Star system et publicité

Hu Die est probablement l'un des tous premiers exemples de l'utilisation massive de l'image des vedettes de cinéma à des fins commerciales. Pour les amateurs de souvenirs de cette époque, on trouve encore en grand nombre les publicités pour du savon (Lux), des grands magasins (Sincere) ou des cigarettes (Miss Butterfly) à l'effigie de Hu Die. À un moment également, ce sont les salles de bal shanghaiennes qui payaient l'actrice pour participer à leurs soirées et valoriser ainsi leur image. Le Paramount, près de Bubbling Well Road ou le Casanova, sur l'Avenue Édouard VII, étaient reputés pour accueillir des stars de cinéma. Les magazines contribuaient aussi à créer une image attirante de la vie des stars. Rien d'étonnant donc à ce que je sois tombé sous le charme de la photo de Hu Die assise devant une voiture de luxe. Aujourd'hui encore, les professionnels de la publicité s'accordent sur le fait que le Shanghai des années 1930 a été un terrain d'expérience pour la plupart des techniques modernes de promotion comme l'utilisation des néons et le crédit à la consommation.

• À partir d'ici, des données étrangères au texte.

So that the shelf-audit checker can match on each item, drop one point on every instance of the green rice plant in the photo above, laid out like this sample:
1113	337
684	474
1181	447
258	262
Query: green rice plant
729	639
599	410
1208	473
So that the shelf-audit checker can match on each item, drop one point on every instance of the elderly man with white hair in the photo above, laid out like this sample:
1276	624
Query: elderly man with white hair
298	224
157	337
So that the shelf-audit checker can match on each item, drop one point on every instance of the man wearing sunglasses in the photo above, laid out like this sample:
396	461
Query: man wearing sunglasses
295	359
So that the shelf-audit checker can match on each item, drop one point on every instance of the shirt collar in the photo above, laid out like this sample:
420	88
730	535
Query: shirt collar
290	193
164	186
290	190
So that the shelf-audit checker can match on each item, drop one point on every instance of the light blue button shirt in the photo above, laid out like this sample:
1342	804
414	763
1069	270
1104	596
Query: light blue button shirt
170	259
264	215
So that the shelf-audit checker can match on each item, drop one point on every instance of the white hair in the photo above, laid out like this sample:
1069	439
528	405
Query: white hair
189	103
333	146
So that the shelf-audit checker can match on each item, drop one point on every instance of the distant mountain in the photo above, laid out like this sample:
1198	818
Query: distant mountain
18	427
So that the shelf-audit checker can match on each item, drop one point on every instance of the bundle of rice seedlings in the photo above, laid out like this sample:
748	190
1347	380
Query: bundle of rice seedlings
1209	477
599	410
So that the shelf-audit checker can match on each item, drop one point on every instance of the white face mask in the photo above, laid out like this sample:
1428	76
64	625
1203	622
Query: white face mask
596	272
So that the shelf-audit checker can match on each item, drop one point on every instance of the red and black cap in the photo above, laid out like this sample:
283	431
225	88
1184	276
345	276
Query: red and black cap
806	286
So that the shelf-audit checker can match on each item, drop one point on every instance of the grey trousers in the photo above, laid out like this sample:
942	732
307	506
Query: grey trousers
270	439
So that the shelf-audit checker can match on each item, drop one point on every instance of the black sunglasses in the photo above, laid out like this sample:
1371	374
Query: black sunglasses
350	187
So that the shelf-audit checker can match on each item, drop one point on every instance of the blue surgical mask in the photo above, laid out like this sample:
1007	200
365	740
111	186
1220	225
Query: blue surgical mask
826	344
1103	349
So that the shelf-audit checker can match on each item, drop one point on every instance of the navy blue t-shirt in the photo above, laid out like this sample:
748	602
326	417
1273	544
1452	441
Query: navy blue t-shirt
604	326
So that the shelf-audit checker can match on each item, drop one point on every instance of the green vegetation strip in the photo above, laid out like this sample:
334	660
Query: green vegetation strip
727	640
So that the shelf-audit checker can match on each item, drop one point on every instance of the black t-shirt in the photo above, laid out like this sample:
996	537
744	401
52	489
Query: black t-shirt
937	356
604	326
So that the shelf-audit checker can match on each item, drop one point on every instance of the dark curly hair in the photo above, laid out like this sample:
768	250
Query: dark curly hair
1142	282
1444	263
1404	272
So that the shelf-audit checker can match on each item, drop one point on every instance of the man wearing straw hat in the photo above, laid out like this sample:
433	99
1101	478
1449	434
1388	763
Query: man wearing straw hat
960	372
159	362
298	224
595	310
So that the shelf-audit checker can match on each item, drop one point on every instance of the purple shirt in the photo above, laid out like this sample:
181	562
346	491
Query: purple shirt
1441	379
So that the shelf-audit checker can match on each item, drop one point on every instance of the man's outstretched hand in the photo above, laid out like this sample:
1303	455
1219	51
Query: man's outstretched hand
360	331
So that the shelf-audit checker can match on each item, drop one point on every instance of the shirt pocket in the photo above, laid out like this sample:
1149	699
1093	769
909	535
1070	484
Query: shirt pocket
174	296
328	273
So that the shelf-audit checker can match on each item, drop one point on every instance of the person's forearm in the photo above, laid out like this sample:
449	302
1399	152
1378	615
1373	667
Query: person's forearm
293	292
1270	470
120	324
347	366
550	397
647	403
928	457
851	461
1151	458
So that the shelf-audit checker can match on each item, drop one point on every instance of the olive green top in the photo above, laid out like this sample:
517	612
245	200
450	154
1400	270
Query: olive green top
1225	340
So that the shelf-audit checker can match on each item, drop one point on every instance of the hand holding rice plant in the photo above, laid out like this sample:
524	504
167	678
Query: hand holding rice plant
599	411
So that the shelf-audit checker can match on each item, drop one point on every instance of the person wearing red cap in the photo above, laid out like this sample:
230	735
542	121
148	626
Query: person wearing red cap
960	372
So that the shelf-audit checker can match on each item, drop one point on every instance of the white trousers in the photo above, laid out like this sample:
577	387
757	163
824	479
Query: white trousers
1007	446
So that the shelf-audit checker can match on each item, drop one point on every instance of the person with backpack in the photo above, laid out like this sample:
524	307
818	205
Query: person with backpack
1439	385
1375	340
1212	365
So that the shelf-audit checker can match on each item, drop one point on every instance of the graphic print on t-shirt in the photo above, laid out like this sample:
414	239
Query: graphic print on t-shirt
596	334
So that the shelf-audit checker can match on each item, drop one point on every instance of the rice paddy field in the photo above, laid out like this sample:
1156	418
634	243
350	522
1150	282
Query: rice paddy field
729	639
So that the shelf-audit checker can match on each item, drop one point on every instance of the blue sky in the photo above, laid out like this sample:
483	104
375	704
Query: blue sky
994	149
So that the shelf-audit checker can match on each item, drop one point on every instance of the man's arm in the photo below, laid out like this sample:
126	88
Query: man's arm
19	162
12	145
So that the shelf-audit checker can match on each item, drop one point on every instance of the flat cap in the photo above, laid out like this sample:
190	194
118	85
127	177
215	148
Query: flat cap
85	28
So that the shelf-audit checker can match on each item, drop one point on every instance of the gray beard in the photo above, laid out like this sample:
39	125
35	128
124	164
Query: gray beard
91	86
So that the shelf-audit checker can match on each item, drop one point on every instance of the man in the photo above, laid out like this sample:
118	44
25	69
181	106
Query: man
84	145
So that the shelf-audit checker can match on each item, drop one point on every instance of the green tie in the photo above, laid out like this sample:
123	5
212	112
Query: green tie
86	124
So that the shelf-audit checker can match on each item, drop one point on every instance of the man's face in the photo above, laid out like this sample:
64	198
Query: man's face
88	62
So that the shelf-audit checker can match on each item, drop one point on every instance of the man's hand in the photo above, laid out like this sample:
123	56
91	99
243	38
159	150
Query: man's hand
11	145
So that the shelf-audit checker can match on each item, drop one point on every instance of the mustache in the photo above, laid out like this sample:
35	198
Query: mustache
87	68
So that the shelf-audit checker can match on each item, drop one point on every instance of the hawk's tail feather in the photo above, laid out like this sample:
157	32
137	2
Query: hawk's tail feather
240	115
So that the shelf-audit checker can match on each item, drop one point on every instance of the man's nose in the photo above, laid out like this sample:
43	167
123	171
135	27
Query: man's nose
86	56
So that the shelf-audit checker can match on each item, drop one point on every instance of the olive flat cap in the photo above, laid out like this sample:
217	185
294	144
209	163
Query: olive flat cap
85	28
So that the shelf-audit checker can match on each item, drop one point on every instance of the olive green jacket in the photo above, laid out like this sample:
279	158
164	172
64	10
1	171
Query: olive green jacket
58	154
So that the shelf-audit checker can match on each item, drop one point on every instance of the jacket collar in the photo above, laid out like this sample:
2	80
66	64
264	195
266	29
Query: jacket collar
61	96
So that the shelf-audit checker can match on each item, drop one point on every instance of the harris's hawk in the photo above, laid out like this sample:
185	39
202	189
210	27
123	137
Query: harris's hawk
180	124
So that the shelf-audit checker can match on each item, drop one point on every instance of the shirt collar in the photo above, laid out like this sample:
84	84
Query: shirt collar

Lorsque la guerre avec le Japon éclate en 1937, Hu Die et son mari choisissent  l'exil à Hong Kong. Le couple y aura un fils et une fille. En 1941, les Japonais envahissent aussi Hong Kong et demandent à l'actrice de tourner pour la propagande, ce qu'elle refuse. Elle rejoint alors en cachette Chongqing, la capitale de guerre chinoise, lors d'un voyage pénible qui lui prend deux ans. Là, elle rencontrera Dai Li, le Chef des Services Secrets de Chiang Kai Shek, avec lequel elle aura une liaison. En 1946, elle reviendra à Hong Kong pour aider l'entreprise de son mari jusqu'à la mort de celui-ci en 1955. Elle arrête définitivement le cinéma en 1966, se marie à nouveau puis rejoint en 1975 son fils à Vancouver, au Canada,  Elle y mène jusqu'à la fin de sa vie en 1989 une existence discrète sous le nom de Pan Boajuan, sans aucune publicité ni référence à sa gloire passée.

 

Le grand theatre
Le Grand Théatre, encore un cinéma aujourd'hui

 

Quelles traces restent de cette époque ?

Lorsque l'on visite Shanghai aujourd'huI, il est encore possible de se faire une idée des fastes des années d'or du cinéma shanghaïen. En effet, il y a encore de nombreux cinémas Art Deco témoins de l'industrie du divertissement des années 1930. Certains ont été rénovés comme le Cathay sur Huaihai Middle Road, le Grand Theatre, sur la Place du Peuple, le Majestic, au nord de Nanjing West Road ou le Huangpu Theatre sur Beijing East Road. D'autres ont été transformés comme le Lafayette sur Fuxing East Road (station de métro), le Nanking Theatre (Shanghai Concert Hall) ou le Capitole sur Sichuan Road (bureaux). Enfin, il en existe dans leur condition d'origine (ou presque), comme le Metropole sur Xizang Road, le Chekiang sur Zhejiang Road ou le Strand sur Ningbo Road, permettant au rêveur un voyage dans le temps.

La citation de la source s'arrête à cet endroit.